People outside Austin have even taken notice of its emerging hipster culture. Forbes recently published its list of “America’s Hippest Hipster Neighborhoods,” with East Austin taking the number seven spot. The list was based on number of coffee shops, food trucks, music venues and other indicators of hipness.
It is not surprising that an Austin neighborhood made Forbes’s list, but until recently, east Austin is not the neighborhood most people would expect to make the hip list. East Austin, roughly bound by I-35, Airport Blvd., Martin Luther King, Jr. Blvd. and Lady Bird Lake, has traditionally been home to many Hispanic and African-American families with established culture and businesses. The food trucks, coffee shops and trendy bars are relatively new.
East Austin has long-standing cultural roots that one does not usually associate with fleeting hipster culture. Forbes even mentions the great Mexican food in East Austin in its list, but the writers of the list fail to realize that the Mexican food was there before it was hip to eat Mexican food. But with the influx of hip food trucks and and new residents with fleeting tastes, the great Mexican food may not be in east Austin forever.
Forbes’s list seems to be applauding the hipness of “America’s Hippest Hipster Neighborhoods,” but is hipness at the expense of long-standing culture really something to celebrate? In recent years, east Austin has been central to the debate over gentrification in Austin.
Gentrification occurs when high-income people, often white people, start buying or renting property in lower-income neighborhoods like east Austin, which are often not predominantly white. Although gentrification has mostly to do with high income people in low-income neighborhoods, the discussion of race cannot be left out of the conversation about gentrification.
The problems associated with well-off white people (i.e. hipsters) moving into low-income, non-white neighborhoods are many. Neighborhoods like east Austin were built by families, but young hipsters often live alone. Thus, the neighborhood becomes less about the community and more about the individual.
While young white people might appropriate pieces of a neighborhood’s culture, like east Austin’s Mexican food, they do not fully engage in the pre-established culture; they mostly replace it with their own. Taco stands and bakeries are replaced with food trucks and coffee shops.
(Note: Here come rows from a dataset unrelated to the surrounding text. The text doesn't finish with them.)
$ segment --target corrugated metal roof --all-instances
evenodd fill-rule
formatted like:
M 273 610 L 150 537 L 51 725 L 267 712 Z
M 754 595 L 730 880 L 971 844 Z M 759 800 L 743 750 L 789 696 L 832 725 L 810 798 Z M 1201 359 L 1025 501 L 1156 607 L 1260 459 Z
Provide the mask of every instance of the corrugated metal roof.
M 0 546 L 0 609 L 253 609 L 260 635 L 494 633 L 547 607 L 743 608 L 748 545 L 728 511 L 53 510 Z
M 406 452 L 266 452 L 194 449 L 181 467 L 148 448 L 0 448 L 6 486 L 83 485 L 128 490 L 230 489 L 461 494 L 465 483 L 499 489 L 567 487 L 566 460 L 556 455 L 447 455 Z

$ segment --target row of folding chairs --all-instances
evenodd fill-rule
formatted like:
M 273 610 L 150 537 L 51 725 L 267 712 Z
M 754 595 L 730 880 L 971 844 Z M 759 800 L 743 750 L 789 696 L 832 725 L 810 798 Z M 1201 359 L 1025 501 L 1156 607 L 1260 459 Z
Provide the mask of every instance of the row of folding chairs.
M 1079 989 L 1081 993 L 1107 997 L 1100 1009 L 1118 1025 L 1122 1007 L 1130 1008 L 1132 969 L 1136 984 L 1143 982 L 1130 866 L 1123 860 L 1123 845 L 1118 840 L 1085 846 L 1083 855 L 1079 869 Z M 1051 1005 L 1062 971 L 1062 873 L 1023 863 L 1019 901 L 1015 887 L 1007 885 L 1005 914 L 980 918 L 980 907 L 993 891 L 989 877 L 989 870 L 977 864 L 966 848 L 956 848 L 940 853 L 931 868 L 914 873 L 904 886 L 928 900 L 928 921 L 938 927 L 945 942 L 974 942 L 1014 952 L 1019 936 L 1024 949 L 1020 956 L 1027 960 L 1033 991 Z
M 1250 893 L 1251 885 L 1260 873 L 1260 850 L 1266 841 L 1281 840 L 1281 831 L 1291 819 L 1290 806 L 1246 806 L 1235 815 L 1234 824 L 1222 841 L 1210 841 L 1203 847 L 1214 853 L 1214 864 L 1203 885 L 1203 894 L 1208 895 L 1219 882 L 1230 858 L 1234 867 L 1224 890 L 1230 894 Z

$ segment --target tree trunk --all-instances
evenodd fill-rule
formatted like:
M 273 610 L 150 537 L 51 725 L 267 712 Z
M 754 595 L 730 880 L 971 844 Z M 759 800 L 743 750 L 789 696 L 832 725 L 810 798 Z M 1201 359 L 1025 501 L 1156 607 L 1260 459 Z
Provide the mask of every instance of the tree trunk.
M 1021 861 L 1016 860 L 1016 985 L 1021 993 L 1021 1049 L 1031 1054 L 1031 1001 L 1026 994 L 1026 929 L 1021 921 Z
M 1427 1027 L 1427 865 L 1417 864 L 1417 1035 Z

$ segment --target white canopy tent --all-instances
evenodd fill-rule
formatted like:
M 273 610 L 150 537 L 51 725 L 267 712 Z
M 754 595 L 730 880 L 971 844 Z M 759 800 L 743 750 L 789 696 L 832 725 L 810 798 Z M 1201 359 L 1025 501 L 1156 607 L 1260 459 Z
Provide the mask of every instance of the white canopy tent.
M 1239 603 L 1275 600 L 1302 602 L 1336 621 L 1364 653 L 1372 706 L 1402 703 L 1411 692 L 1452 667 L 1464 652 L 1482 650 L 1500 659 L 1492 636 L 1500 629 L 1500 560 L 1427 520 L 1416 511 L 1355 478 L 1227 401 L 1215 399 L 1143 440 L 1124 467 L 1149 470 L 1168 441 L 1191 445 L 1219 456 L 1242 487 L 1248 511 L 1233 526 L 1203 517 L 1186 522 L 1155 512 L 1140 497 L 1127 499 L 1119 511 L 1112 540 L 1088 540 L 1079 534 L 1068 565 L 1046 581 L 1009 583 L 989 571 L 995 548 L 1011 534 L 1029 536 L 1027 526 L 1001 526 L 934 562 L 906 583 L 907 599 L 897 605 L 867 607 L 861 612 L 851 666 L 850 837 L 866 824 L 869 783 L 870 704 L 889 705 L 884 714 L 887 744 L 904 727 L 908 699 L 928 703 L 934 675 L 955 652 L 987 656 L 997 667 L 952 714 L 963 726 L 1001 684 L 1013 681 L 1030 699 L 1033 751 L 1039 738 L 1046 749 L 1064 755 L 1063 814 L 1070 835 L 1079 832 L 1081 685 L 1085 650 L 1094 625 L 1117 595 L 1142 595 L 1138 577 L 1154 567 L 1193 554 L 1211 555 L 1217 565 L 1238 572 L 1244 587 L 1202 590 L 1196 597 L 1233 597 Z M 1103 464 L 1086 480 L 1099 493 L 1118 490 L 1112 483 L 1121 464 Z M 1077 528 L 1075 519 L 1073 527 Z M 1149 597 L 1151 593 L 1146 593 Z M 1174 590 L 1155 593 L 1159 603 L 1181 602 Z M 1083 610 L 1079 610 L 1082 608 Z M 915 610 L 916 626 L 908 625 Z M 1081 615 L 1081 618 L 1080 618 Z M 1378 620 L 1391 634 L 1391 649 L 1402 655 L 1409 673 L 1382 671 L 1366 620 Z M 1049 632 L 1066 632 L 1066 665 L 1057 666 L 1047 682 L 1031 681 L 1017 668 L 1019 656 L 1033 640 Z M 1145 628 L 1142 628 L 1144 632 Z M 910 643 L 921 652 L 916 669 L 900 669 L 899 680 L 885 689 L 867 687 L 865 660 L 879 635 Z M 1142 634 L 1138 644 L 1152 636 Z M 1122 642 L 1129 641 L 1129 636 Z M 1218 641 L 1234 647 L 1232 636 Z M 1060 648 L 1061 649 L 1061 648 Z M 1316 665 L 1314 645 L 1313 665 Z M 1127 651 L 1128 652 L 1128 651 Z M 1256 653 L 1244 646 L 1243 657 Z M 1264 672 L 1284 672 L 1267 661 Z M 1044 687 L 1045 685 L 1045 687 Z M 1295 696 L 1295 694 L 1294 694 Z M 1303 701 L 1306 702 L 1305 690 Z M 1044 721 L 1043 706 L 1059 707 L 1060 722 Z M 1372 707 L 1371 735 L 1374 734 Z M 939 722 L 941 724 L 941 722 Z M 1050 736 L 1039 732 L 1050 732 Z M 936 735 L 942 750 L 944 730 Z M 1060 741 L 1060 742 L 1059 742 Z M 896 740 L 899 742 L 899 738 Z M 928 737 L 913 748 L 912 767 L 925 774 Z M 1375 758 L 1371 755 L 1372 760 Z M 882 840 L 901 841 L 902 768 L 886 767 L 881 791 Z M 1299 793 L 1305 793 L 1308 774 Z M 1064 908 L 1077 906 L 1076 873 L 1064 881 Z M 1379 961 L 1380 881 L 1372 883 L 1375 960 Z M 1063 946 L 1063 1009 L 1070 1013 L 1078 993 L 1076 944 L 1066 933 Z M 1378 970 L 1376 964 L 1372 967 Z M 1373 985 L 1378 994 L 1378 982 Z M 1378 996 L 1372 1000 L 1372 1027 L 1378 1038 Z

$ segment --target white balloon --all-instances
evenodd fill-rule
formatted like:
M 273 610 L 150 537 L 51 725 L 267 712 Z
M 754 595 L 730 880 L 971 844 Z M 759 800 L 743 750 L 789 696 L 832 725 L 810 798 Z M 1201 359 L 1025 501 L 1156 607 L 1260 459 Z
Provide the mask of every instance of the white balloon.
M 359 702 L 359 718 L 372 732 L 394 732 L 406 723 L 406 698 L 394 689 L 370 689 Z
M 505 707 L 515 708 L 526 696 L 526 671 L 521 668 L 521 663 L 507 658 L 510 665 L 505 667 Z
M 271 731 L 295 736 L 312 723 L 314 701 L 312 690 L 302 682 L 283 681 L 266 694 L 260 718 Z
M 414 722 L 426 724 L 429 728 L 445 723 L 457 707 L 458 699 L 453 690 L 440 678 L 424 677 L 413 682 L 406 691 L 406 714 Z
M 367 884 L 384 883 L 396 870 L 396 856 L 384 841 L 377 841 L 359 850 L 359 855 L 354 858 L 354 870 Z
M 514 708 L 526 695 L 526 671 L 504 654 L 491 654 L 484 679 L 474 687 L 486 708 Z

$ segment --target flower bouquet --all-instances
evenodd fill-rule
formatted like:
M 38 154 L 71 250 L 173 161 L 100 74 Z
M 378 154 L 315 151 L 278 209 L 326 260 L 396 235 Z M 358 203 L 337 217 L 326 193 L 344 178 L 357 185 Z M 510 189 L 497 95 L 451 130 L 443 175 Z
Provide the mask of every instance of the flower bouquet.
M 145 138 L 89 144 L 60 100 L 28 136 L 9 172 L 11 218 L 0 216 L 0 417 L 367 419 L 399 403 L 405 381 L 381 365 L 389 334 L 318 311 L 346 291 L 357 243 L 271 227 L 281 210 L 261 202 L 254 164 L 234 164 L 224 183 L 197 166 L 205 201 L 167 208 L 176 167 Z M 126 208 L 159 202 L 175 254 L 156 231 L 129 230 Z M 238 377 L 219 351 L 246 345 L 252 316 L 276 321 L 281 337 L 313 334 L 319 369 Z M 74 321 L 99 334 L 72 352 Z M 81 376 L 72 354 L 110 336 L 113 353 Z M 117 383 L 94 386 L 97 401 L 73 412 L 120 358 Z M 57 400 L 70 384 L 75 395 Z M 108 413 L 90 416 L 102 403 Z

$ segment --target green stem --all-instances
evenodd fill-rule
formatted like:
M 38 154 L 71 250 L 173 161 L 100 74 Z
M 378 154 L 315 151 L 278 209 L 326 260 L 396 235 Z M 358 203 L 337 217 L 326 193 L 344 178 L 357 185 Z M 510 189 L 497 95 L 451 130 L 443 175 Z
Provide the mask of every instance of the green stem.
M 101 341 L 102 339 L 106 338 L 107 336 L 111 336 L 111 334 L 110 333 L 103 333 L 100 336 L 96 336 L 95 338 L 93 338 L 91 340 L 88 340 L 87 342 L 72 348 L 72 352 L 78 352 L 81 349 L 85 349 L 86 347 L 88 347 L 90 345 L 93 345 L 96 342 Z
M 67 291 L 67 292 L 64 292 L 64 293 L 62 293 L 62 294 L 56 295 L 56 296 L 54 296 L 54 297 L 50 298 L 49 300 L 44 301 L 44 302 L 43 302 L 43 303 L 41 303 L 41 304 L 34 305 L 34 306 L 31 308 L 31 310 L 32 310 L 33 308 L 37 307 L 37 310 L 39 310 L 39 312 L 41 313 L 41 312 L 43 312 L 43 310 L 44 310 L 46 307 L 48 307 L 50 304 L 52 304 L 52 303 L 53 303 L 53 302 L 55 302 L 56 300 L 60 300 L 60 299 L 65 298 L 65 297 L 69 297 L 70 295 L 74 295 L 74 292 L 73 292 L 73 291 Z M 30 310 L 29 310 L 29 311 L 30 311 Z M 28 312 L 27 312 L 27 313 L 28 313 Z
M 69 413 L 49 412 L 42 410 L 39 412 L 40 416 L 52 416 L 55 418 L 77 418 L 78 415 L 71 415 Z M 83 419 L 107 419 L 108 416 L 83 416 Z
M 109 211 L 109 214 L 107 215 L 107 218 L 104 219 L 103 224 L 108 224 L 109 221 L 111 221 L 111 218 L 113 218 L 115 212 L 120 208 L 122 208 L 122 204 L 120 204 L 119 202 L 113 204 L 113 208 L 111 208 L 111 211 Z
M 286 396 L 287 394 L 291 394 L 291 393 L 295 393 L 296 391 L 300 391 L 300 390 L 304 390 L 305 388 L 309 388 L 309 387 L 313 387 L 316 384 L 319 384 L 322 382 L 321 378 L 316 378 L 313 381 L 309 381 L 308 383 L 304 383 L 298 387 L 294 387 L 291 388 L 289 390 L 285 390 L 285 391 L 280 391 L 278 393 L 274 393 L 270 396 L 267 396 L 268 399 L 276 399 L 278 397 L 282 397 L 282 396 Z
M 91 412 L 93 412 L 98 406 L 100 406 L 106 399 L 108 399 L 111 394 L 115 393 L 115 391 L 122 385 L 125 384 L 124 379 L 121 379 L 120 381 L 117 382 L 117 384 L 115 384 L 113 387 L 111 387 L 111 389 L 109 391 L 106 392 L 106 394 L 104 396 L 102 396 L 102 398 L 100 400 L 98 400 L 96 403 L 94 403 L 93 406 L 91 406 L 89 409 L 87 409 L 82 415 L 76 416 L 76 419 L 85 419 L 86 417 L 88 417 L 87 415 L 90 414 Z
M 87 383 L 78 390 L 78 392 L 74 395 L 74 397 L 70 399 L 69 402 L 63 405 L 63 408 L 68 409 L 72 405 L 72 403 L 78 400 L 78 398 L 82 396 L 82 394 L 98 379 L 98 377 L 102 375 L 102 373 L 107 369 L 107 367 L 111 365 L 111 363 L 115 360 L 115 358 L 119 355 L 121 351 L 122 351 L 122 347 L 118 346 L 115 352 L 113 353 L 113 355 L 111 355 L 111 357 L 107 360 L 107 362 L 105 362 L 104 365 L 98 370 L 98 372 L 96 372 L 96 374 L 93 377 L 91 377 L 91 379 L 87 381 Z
Furthermore, gentrification drives up the price of living in low-income neighborhoods, often making it impossible for long-time residents to keep their homes and businesses. Wealthy young people come in and flip houses, making property values and tax rates go up, forcing low-income people to leave the neighborhoods they established because they simply cannot afford to live there anymore.
Forbes is not mistaken–there is no denying east Austin is hip. Ask any group of students their favorite bar, and someone is bound to mention their favorite East Side dive. But what the writers of Forbes’s “America’s Hippest Hipster Neighborhoods” list fail to understand is that hipness happens at the expense of established communities.